Exhale (Into your Mask)
MEDICAL AND MENTAL HEALTH UPDATE
I love my patients. Being part of their lives keeps me going. And then when one of my patients hand-stitches a “flatten the curve” ornament for me, my heart sings!
I am equally humbled and honored when one of my patients is willing to share their personal story in order to help others. Today I will tell you a TRUE COVID STORY. My patient’s battle with coronavirus reminds us that 1) ongoing vigilance is critical, 2) we need widespread testing of asymptomatic people, 3) and hope is alive.
My patient is a healthy, high-energy professional woman in her early 60s. She’s also a rule-follower. From the get-go, she dutifully followed the MOSH PIT rules: wearing a mask, avoiding crowded indoor spaces, socially distancing, and handwashing.
And like many of us, by July she was beginning to feel self-conscious looking at her reflection on those Zoom calls. Her hair had not been cut nor highlighted since February, and it was beginning to show. Was this her best professional image? Others seemed to have found a way to put themselves back together. She believed that it was time and that it was safe to visit the hair salon.

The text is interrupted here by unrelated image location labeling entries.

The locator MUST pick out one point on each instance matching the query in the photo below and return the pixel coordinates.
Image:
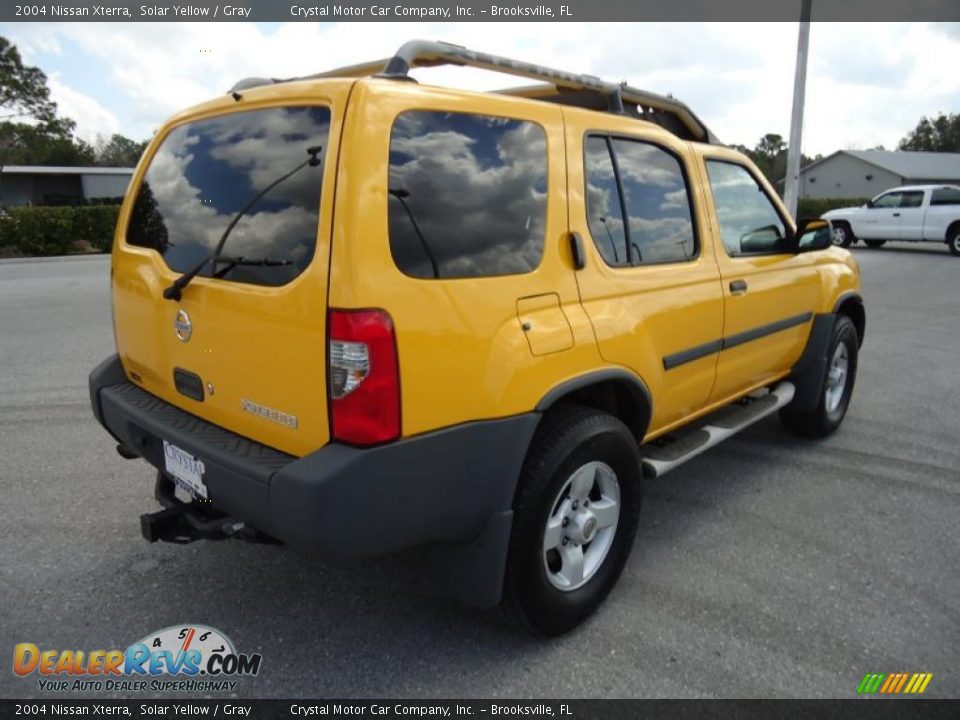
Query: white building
(865, 173)
(52, 185)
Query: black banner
(476, 11)
(886, 709)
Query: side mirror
(814, 234)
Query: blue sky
(868, 83)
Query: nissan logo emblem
(182, 325)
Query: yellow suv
(359, 314)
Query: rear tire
(953, 241)
(839, 378)
(564, 559)
(843, 234)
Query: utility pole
(791, 189)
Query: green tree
(770, 156)
(24, 94)
(31, 133)
(941, 134)
(118, 151)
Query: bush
(815, 207)
(37, 231)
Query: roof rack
(567, 88)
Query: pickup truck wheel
(842, 234)
(953, 242)
(838, 384)
(576, 512)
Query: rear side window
(638, 207)
(252, 167)
(912, 198)
(467, 195)
(945, 196)
(749, 222)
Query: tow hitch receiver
(183, 522)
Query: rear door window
(467, 194)
(252, 167)
(945, 196)
(657, 225)
(749, 221)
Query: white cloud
(868, 83)
(91, 117)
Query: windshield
(206, 172)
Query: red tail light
(364, 378)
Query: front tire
(841, 373)
(576, 512)
(843, 234)
(953, 241)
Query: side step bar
(664, 454)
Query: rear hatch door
(245, 345)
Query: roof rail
(666, 111)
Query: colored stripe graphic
(894, 683)
(870, 683)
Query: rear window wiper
(175, 290)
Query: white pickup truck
(914, 213)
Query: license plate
(186, 470)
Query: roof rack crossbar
(428, 53)
(419, 53)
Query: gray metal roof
(63, 170)
(912, 165)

The salon assured her that every COVID-19 precaution would be taken during her appointment. And indeed she and the hairdresser wore masks during the entire encounter.
But a week later, she developed symptoms that she thought were from food poisoning: a fever and diarrhea. She self-medicated with Tylenol and Pepto Bismol. But when the symptoms persisted she decided to get a COVID test.

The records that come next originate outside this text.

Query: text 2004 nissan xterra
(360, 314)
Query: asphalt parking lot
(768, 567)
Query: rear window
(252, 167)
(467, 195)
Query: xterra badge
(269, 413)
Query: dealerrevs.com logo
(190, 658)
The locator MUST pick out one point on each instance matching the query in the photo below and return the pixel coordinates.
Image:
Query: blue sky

She wondered where the illness could possibly have come from if not spoiled food. She had been so careful! She phoned her hair stylist who explained that she and a friend who worked in a bar had started feeling unwell almost immediately after the hair appointment. They both had gone for COVID tests but did not yet have the results.
Hearing her stylist's story, my patient decided to get a rapid COVID test. To her relief, it was negative. However, that same evening, she was notified that the COVID test she had taken earlier in the week was positive.
My patient called me.
In addition to diarrhea she had developed a cough. She was sick, but not sick enough to need hospital care. For the next few days, we spoke frequently on the phone and managed her symptoms at home.
But when I called her to check in on day 8, it was clear something had changed. She was breathless and spastically coughing on the phone—whereas the day prior, she had felt only slightly winded trotting up and down the stairs.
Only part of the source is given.